For depression, the primary analysis focused on individuals meeting lifetime criteria for severe major depression without bereavement (coded as MQPDEP=3). The criteria for severity of depression in this group were seeking professional help or medication, or affirming that the symptoms of depression interfered a lot with the respondent’s life or activities. Additional analysis used a broader category that did not consider severity and included all eligible respondents with a lifetime history of major depression, including severe and non-severe subtypes without bereavement (MQPDEP=2 or 3). Dysthymia was classified as a broad category that included dysthymia with or without a history of major depression (MQPDYSTH= 2 or 3). Respondents were classified as having double depression if they met lifetime criteria for dysthymia and major depressive episode as well (MQPDYSTH= 3)(25)

For bipolar disorder, the main analysis focused on bipolar disorder type I in which respondents met severity and exclusion criteria for both a manic and a depressive episode (MQPBIPOL=2). In addition, a more inclusive group included respondents that met criteria for a manic episode but for whom a depressive episode diagnosis was coded as either absent or missing (MQPBIPOL=2 or 3). Atypical bipolar disorder (bipolar type II) was defined by hypomanic episodes in addition to major depression, and this diagnosis was only made in respondents who had not met criteria for a manic episode or bipolar I (MQPBIPII= 2 or 3)(25).

Socio-demographic factors related to mood disorders and T. gondii seropositivity were also assessed. Age was grouped as 15–19, 20–29, and 30–39 years. Race/ethnicity was based on self-reported information and categorized as non-Hispanic White, non-Hispanic Black, or Mexican American. Those who did not self-select as non-Hispanic white, non-Hispanic black, or Mexican American were placed in the “other” racial/ethnic group, which is included in the calculations for the total population but not in the models because the sampling frame was not designed to create national estimates representative of this group. Poverty index was calculated by dividing the total family income by the U.S. poverty threshold, adjusted for family size and categorized as below poverty (<1.0) and at or above poverty (>=1.0). Education was measured as the last year of schooling completed by the individual (for sample persons age 20–39 years) or the head of household (for sample persons age 15–19 years) and grouped into three levels (less than high school, high school completed, and some college or college graduate).
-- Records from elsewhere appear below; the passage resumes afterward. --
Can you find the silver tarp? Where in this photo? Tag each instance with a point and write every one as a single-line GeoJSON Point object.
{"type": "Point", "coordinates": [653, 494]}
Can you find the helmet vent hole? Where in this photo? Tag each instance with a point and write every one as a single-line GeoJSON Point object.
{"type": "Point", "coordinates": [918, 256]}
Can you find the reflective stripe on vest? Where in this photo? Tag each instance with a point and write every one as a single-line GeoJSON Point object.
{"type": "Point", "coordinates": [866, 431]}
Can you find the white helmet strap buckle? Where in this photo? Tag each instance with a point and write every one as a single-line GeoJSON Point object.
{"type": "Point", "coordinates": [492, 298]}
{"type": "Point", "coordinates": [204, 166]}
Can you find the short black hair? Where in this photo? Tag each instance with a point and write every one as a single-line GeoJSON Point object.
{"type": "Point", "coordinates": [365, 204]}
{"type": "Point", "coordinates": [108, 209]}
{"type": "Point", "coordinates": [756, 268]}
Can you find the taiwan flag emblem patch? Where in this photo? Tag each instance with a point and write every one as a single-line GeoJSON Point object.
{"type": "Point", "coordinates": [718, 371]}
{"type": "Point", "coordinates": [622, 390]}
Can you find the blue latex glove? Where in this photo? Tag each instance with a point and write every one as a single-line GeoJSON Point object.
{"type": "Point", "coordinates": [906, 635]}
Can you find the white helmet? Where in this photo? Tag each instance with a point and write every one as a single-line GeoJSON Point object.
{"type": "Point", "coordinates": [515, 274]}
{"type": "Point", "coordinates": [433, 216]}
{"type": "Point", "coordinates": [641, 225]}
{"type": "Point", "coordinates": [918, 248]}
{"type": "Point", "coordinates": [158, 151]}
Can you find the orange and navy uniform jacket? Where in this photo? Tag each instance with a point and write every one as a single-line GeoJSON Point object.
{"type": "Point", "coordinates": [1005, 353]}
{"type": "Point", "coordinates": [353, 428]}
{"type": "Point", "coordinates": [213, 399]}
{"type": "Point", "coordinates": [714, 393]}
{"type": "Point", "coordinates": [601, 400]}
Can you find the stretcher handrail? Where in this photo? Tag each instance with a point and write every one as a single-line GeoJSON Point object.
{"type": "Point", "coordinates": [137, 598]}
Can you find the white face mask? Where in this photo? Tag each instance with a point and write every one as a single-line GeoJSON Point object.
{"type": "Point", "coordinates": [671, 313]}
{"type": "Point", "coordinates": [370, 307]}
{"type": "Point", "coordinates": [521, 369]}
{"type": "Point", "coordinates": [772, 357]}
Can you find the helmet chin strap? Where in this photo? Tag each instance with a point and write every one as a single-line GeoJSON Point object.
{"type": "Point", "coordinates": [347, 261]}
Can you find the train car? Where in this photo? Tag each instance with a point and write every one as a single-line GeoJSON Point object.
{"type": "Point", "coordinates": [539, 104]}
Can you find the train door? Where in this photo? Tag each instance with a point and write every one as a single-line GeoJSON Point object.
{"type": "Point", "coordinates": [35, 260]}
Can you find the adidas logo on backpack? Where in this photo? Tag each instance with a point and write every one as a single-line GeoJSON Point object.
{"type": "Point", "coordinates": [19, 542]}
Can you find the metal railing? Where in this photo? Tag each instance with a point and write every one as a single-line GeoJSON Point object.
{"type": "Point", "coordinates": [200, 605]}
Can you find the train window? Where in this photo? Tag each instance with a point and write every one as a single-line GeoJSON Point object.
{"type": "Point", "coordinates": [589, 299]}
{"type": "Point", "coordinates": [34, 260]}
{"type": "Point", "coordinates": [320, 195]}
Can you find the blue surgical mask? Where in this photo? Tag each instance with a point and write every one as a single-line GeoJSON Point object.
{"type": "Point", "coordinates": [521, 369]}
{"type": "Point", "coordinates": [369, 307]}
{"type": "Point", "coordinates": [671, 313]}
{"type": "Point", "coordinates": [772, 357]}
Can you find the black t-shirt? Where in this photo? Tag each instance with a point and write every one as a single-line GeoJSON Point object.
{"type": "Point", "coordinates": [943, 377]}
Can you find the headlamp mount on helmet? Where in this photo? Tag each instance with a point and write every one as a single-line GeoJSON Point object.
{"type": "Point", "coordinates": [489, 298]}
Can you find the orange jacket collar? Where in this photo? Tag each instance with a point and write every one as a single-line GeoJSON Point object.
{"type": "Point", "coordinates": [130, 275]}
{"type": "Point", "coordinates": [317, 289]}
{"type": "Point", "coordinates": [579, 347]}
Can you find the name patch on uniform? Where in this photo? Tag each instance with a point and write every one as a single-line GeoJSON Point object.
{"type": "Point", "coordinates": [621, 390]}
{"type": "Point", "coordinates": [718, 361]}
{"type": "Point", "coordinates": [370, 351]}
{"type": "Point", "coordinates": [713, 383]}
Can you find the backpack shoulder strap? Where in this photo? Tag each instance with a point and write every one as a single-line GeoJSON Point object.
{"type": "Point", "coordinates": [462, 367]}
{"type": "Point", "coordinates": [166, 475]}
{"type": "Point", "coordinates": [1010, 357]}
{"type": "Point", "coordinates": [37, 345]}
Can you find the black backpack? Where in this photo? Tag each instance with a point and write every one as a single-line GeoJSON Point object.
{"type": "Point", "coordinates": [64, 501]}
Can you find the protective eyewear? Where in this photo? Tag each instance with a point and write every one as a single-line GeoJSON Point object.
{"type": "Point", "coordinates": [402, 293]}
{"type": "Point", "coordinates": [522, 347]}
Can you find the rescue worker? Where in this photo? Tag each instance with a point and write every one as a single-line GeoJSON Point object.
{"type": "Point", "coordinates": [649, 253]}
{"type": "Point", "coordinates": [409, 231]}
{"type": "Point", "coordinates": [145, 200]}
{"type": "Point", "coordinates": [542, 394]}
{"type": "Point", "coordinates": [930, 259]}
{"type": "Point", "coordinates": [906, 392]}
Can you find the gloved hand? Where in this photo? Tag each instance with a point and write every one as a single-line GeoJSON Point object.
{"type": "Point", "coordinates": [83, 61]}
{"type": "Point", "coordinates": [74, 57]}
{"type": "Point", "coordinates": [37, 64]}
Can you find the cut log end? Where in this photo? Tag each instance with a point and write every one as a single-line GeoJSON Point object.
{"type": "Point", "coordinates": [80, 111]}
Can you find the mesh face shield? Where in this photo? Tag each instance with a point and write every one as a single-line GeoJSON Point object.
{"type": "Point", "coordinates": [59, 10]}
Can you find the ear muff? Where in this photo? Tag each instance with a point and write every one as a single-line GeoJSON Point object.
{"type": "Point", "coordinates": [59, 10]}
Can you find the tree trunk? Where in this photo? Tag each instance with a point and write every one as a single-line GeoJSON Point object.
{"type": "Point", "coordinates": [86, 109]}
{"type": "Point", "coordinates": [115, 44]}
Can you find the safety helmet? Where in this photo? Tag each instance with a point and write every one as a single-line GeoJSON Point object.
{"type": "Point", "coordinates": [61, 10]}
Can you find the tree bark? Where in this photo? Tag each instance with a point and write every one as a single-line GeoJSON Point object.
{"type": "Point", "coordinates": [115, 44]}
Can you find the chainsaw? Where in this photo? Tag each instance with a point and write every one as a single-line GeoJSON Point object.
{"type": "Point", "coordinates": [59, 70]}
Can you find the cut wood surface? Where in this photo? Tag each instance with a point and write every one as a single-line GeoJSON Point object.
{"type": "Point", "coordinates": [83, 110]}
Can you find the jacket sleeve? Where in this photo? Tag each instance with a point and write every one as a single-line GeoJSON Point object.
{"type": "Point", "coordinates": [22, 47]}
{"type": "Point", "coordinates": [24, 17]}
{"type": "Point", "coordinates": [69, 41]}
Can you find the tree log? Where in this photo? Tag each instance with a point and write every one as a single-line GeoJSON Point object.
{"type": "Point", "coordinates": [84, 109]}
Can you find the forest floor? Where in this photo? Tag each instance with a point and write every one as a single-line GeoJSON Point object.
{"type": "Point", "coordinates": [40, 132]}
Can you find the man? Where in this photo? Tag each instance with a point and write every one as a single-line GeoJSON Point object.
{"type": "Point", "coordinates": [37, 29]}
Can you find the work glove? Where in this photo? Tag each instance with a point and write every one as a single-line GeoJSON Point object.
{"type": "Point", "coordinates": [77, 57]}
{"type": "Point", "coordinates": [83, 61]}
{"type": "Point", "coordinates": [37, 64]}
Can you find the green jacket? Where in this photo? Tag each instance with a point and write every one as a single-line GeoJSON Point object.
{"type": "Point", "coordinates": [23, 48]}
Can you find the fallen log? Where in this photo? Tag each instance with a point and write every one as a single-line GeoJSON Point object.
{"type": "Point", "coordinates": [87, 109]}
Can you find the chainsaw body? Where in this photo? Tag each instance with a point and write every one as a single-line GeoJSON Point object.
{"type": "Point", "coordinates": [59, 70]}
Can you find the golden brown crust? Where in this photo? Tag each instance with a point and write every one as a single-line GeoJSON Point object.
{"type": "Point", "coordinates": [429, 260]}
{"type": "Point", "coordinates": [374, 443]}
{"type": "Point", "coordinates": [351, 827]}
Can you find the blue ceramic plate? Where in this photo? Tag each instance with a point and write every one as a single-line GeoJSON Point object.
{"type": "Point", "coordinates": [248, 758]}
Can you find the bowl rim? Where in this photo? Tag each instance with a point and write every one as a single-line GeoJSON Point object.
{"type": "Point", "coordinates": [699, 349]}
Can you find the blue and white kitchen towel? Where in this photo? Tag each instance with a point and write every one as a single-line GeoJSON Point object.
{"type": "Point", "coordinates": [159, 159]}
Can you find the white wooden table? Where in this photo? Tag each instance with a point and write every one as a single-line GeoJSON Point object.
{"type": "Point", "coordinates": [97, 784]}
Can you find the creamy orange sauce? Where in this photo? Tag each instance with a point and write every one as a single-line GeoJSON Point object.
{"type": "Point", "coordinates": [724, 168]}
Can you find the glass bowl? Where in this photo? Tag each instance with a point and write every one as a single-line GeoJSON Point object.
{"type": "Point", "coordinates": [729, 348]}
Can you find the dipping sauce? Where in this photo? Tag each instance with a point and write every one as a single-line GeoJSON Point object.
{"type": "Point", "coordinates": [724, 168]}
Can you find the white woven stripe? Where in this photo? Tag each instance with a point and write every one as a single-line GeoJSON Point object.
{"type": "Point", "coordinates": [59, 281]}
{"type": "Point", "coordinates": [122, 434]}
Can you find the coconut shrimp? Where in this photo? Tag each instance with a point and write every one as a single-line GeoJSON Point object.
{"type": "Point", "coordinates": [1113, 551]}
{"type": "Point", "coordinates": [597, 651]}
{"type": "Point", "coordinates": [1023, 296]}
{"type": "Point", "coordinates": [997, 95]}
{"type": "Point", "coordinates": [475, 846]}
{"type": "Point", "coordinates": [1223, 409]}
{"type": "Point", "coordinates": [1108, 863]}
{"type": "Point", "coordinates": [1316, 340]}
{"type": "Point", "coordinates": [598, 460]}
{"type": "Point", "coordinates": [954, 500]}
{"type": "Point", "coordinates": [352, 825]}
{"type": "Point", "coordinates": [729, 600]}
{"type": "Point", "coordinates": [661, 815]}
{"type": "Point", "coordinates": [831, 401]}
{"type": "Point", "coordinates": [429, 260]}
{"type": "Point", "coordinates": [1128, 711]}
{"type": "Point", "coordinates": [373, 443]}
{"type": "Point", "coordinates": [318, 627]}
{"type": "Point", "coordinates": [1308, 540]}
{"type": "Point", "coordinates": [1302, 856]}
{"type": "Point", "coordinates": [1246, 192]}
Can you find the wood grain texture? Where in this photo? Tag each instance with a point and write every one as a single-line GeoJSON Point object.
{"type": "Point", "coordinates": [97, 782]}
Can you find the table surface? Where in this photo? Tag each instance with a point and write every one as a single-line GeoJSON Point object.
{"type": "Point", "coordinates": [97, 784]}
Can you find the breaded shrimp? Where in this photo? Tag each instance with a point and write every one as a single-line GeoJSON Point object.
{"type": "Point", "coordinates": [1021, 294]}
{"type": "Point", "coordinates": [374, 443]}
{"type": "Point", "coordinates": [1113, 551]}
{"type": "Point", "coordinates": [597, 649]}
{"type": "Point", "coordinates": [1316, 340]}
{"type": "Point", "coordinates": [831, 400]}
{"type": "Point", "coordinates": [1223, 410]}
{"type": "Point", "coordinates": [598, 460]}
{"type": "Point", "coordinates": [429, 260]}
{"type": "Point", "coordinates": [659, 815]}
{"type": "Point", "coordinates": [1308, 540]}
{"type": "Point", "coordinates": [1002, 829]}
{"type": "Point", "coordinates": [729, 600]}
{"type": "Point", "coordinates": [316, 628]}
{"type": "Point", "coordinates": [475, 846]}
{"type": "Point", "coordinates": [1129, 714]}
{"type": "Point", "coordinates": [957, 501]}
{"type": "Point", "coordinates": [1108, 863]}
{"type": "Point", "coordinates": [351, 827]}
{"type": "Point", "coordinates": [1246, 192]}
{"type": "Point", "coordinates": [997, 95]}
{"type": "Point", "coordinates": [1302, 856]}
Place of birth was coded as U.S. versus non-U.S. Smoking was assessed by questionnaire and coded as current smoker versus past or never smoked.

Laboratory testing

Surplus sera specimens were tested for T. gondii IgG antibodies using the Patelia Toxo-G immunoglobulin G enzyme immunoassay (Sanofi Diagnostics Pasteur, BioRad, Hercules, California), according to the manufacturer’s instructions. Prior to the study the Patelia Toxo-G kit was evaluated by comparison with the Centers for Disease Control and Prevention’s Toxoplasma immunofluorescence assay-immunogloblin G test and Sabin-Feldman dye test (Dr. Jack Remington, Palo Alto, California) and found to have a sensitivity and specificity of 100% (1). For most analysis, T. gondii antibody titers were categorized as negative (< 6 IU) or positive (>=6 IU)), according to the manufacturer’s instructions. We also performed a sub-analysis of serointensity that further distinguished between seropositive respondents with high Toxoplasma titers (>=240 IU) compared to intermediate titers (6-239 IU)(26).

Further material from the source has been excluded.